Registration By Qualification
Pursuant To Section 36b-18 of the
Connecticut Uniform Securities Act

Section 36b-18 of the Act governs the offer and sale of securities to be registered by qualification. An issuer who proposes register securities by qualification, including offerings which are qualified with the Securities and Exchange Commission under Regulation A, must submit the following items and information to the Securities and Business Investments Division:

l. Application to Register Securities (Form U-1).

2. Consent to Service of Process

3. Corporate Resolution (Form U-2A)

4. Filing fee required under Section 36b-19(b) of the Act (minimum $300.00, maximum $1,500.00).

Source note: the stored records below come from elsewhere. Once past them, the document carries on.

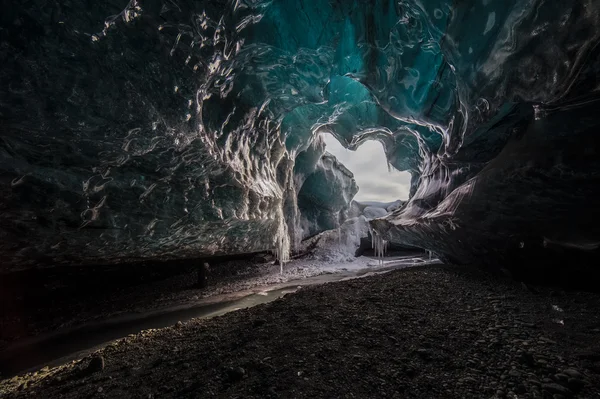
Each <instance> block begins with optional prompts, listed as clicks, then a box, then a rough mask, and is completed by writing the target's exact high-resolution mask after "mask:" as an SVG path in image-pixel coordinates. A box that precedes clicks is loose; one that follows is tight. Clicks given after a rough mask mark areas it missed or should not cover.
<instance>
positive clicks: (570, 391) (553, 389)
mask: <svg viewBox="0 0 600 399" xmlns="http://www.w3.org/2000/svg"><path fill="white" fill-rule="evenodd" d="M542 389H543V390H544V391H546V392H549V393H552V394H558V395H564V396H573V392H571V390H570V389H569V388H566V387H563V386H562V385H560V384H557V383H550V384H542Z"/></svg>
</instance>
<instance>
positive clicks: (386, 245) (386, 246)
mask: <svg viewBox="0 0 600 399" xmlns="http://www.w3.org/2000/svg"><path fill="white" fill-rule="evenodd" d="M371 237H373V248H374V249H375V256H376V257H377V259H379V264H380V265H383V257H384V256H385V251H386V250H387V244H388V242H387V241H386V240H384V239H383V238H382V237H381V236H379V235H378V234H377V233H375V232H374V231H373V234H372V235H371Z"/></svg>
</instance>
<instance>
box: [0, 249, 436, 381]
mask: <svg viewBox="0 0 600 399" xmlns="http://www.w3.org/2000/svg"><path fill="white" fill-rule="evenodd" d="M424 263H430V264H435V263H436V260H429V259H428V258H427V257H424V256H415V255H414V254H412V255H405V256H398V257H388V258H386V259H385V260H384V261H382V262H380V261H378V260H376V259H372V258H360V259H357V260H356V261H355V262H350V263H333V264H323V265H321V266H320V270H319V269H317V267H316V266H315V265H314V264H313V262H312V261H309V260H300V261H296V262H292V263H290V264H288V265H286V267H285V273H284V274H283V275H281V274H279V273H275V275H273V274H272V270H270V269H273V268H275V267H272V266H271V267H269V268H267V270H264V271H263V274H262V275H260V274H259V275H258V276H255V277H254V278H248V280H247V281H245V282H244V283H245V287H252V288H245V289H244V288H243V287H244V284H243V283H242V282H241V281H238V282H237V284H236V283H235V280H234V281H232V280H231V279H229V280H228V279H222V280H221V281H220V284H219V283H217V284H215V285H214V286H212V287H209V288H208V289H204V290H199V289H192V288H190V289H186V290H184V291H183V292H180V293H179V295H175V294H176V293H169V292H160V291H159V290H158V289H159V288H162V289H169V287H171V286H172V285H170V284H168V283H169V280H168V279H167V281H166V282H164V283H163V285H159V284H156V283H155V282H154V283H152V282H151V283H148V284H149V285H150V286H151V287H153V288H154V289H155V291H151V292H149V294H150V295H149V296H148V297H146V298H145V299H146V304H145V310H139V311H138V312H135V313H126V312H120V313H117V314H116V315H110V314H109V315H107V317H105V318H102V317H101V316H102V315H103V314H105V315H106V314H107V310H106V308H103V307H102V306H97V307H96V308H92V309H96V312H97V314H96V315H95V316H96V317H95V318H94V319H93V320H92V321H87V322H86V321H83V322H81V321H80V322H79V324H77V320H82V319H81V318H79V319H78V318H77V317H76V315H74V316H73V318H72V319H71V320H69V322H70V325H72V327H63V328H58V329H56V330H55V331H52V332H50V333H41V334H39V335H37V336H33V337H29V338H25V339H21V340H17V341H16V342H12V343H11V344H9V345H7V347H6V348H5V349H4V350H2V351H0V375H4V376H12V375H14V374H16V373H19V372H23V371H26V370H28V369H31V368H33V367H38V368H40V367H42V366H46V365H57V364H60V363H61V362H65V361H68V360H71V359H73V358H76V357H77V356H82V355H83V353H85V352H89V351H90V350H91V349H94V348H97V347H99V346H100V345H102V344H106V343H108V342H109V341H112V340H115V339H117V338H122V337H126V336H128V335H130V334H136V333H139V332H140V331H142V330H146V329H153V328H162V327H167V326H171V325H173V324H175V323H177V322H178V321H187V320H190V319H192V318H209V317H214V316H219V315H223V314H225V313H228V312H231V311H234V310H237V309H242V308H248V307H252V306H256V305H258V304H262V303H267V302H270V301H273V300H275V299H277V298H280V297H281V296H283V295H285V294H286V293H290V292H294V291H296V290H297V289H299V287H302V286H308V285H318V284H325V283H328V282H334V281H341V280H346V279H353V278H357V277H361V276H368V275H371V274H373V273H382V272H386V271H390V270H393V269H397V268H404V267H410V266H414V265H420V264H424ZM252 266H253V265H250V267H252ZM276 268H277V269H279V268H278V267H276ZM319 273H322V274H319ZM191 274H192V275H191V276H187V278H188V279H189V280H190V281H194V278H195V276H194V271H193V270H192V273H191ZM242 275H243V274H242ZM184 276H185V275H184ZM174 278H175V279H177V278H179V279H181V276H175V277H174ZM277 281H280V282H277ZM134 287H135V289H137V290H140V291H141V292H148V291H147V289H145V288H147V287H146V286H144V285H137V286H134ZM198 292H201V293H202V294H203V297H199V296H198ZM219 292H220V293H219ZM159 294H162V295H163V297H159V298H161V300H160V301H158V300H156V298H157V297H158V295H159ZM169 294H171V298H172V300H171V302H170V306H169V302H168V298H169V296H168V295H169ZM186 294H187V295H186ZM138 295H139V294H138ZM128 298H130V296H125V297H124V298H120V297H119V296H118V295H117V296H116V297H114V298H112V302H111V305H112V307H114V306H116V304H118V303H119V300H121V301H124V300H126V299H128ZM138 298H139V299H138V300H144V298H143V297H141V296H138ZM72 299H73V298H72ZM86 299H87V301H88V302H93V299H94V297H92V298H86ZM153 300H154V301H155V302H152V301H153ZM122 303H123V302H122ZM100 304H102V302H100ZM159 304H160V305H162V306H161V307H158V305H159ZM81 305H82V304H81V303H77V304H76V305H75V306H81ZM165 305H167V306H165ZM130 306H131V303H123V308H124V309H129V308H130ZM44 307H45V305H44V303H41V302H40V304H39V309H38V310H42V309H43V308H44ZM71 309H73V306H70V307H66V308H64V309H63V311H64V313H63V314H62V315H61V316H62V318H66V317H68V315H69V310H71ZM75 309H77V307H75ZM49 310H50V309H49ZM52 310H54V311H56V310H58V309H52ZM38 324H39V322H38ZM39 325H41V326H42V327H46V328H48V326H47V325H46V326H44V325H43V324H39Z"/></svg>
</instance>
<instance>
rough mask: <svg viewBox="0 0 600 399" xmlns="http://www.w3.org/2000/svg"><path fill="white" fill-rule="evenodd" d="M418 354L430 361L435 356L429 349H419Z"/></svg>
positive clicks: (423, 348)
mask: <svg viewBox="0 0 600 399" xmlns="http://www.w3.org/2000/svg"><path fill="white" fill-rule="evenodd" d="M417 354H418V355H419V356H421V357H422V358H423V359H425V360H430V359H431V358H432V357H433V354H432V353H431V351H430V350H428V349H424V348H421V349H417Z"/></svg>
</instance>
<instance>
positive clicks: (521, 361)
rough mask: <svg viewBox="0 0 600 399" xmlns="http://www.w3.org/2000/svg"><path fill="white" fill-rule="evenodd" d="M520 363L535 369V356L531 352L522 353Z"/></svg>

5. A disclosure document meeting the requirements of Section 36b-18(b)(1) through (b)(12) and Section 36b-18(b)(16) of the Act.

6. The information required by Section 36b-19(c) of the Act.

7. A copy of any prospectus, pamphlet, circular, form letter, advertisement or other sales literature.

8. A specimen or copy of the security being registered.

9. Subscription Agreement.

10. Certificate of Limited Partnership.

11. Partnership Agreement.

12. A signed or conformed copy of an opinion of counsel stating whether the security when sold will be legally issued, fully paid and nonassessable.

13. The written consent of any accountant, engineer, appraiser or other person whose profession gives authority to a statement made by him if any such person is named as having prepared or certified a report or valuation other than a public and official document or statement which is used in connection with the registration.